Les usagers des trains de banlieue de Deux-Montagnes et de Mascouche devront prendre leur mal en patience : dès 2020, ils n’auront plus d’accès direct au centre-ville en raison des travaux d’implantation du Réseau électrique métropolitain.

trains de banlieue de deux-montagnes et mascouche

Maux de tête en vue pour les usagers

Les usagers du train de banlieue de Deux-Montagnes n’auront plus d’accès direct au centre-ville de Montréal dès le début de 2020 en raison des travaux d’implantation du futur Réseau express métropolitain (REM) de la Caisse de dépôt et placement du Québec.

Selon les informations obtenues par La Presse, le tunnel sous le mont Royal, qui relie le nord de la métropole à la Gare centrale, sera fermé à la circulation des trains de banlieue à partir du début de 2020 jusqu’à la fin de 2021. Le train de banlieue de Mascouche sera lui aussi directement affecté par les travaux d’implantation du REM.

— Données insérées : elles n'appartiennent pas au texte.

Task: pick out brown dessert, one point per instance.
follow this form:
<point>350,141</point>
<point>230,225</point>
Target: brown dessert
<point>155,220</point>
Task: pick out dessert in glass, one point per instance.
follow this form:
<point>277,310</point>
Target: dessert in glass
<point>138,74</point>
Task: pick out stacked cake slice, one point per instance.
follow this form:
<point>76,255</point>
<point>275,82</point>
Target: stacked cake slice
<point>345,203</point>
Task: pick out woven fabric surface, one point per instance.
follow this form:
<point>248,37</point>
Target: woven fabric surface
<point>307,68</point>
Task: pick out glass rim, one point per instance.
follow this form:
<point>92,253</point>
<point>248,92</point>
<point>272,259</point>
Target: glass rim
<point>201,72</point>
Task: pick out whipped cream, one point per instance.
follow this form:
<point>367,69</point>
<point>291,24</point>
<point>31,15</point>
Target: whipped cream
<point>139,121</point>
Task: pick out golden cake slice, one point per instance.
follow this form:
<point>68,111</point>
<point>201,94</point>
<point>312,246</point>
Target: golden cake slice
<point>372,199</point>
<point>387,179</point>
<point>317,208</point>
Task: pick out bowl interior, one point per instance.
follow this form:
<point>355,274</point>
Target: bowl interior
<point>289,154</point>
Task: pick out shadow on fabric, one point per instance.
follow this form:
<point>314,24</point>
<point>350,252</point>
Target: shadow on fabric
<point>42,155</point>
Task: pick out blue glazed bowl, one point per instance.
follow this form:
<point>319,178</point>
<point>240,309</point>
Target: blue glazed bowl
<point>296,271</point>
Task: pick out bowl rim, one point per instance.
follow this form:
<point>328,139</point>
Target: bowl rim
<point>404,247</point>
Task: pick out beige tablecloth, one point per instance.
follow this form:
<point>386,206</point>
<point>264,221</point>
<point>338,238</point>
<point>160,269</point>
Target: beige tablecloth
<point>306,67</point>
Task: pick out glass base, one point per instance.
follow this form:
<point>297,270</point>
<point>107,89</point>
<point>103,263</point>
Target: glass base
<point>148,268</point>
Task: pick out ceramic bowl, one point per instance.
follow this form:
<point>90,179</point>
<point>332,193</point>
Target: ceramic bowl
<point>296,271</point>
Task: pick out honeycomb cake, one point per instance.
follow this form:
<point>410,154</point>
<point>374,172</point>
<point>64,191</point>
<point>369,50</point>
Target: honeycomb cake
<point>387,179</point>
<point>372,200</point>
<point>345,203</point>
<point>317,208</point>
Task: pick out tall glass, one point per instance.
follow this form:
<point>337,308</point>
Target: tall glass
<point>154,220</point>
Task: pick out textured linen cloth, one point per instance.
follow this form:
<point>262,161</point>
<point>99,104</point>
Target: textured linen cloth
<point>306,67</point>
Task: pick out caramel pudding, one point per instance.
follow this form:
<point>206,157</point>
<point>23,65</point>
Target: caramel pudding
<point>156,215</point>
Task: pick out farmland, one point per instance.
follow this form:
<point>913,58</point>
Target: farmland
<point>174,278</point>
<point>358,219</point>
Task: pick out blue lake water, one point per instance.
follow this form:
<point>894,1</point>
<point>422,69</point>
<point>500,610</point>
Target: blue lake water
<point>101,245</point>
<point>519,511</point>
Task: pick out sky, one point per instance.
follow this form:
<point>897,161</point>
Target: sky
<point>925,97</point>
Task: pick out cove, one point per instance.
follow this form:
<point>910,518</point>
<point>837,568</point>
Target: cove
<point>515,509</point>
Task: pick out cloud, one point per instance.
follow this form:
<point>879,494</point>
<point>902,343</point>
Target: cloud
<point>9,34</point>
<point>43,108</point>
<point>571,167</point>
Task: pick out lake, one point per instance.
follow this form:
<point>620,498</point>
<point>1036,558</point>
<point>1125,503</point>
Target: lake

Les scénarios à l’étude prévoient ainsi que les usagers de la ligne de Deux-Montagnes seront forcés de descendre du train à la station Du Ruisseau, située sur le boulevard Henri-Bourassa, dans l’arrondissement de Saint-Laurent. Une navette par autobus sera mise à leur disposition pour les transporter jusqu’à la station Sauvé sur la ligne orange du métro, située à cinq kilomètres de la gare Du Ruisseau.

Ce scénario pourrait avoir une incidence directe sur le temps de déplacement des quelque 7500 usagers de l’heure de pointe du matin du train de banlieue de Deux-Montagnes, puisque la station choisie pour leur rabattement est située sur le tronçon le plus saturé de la ligne orange du métro.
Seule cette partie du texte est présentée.